Aspiring barristers have to complete a law degree, then one-year vocational training courses, before applying for pupillage, a one year training year in chambers.
Competition has grown in recent years, as the recession has cut the amount of court work available, reducing the number of pupils chambers can afford, forcing students to apply to as many potential employers as possible. Chambers recruit individually under a system evolved when places were filled far less on merit than on personal contact and recommendation. They do not advertise, or even recruit at the same time.
For the student, the task involves writing a convincing application to each chambers, while chambers, with little or no support staff, have to process as many as 500 serious applications.

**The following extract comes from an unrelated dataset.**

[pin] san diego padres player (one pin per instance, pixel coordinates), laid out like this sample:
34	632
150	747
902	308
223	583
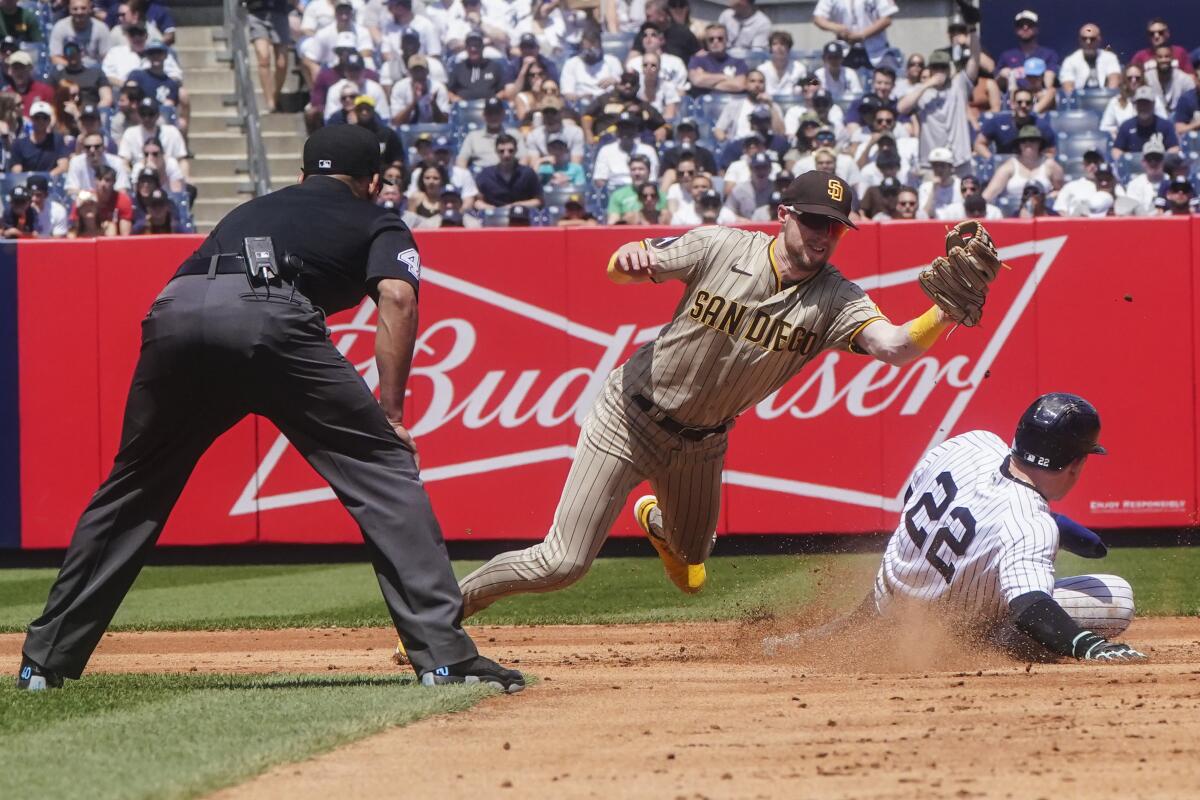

Mr Goldsmith, 44, a specialist in commercial law, is the youngest chairman of the Bar Council. Educated at grammar school in Liverpool, and Cambridge, he has expressed concern about the problems of young barristers, and has made the point that if entry is not working satisfactorily, the Bar is weakened. He is anxious that it should be open to free competition.
He was chairman of a working party which reported in 1993 which reported that the Bar's law school turned out 860 new barristers each year when there were fewer than 500 permanent tenancies in chambers. A quarter of the 7,700 strong Bar qualified in the past five years.
He is expected to propose a pilot clearing house scheme for pupillages starting in autumn 1996, on the model of the university admissions procedure, where students send one application to a clearing house, and it is passed round to different chambers. Details have still to be worked out, but the first trial would be those chambers volunteering to take part, with more joining in successive years, eventually to include all places.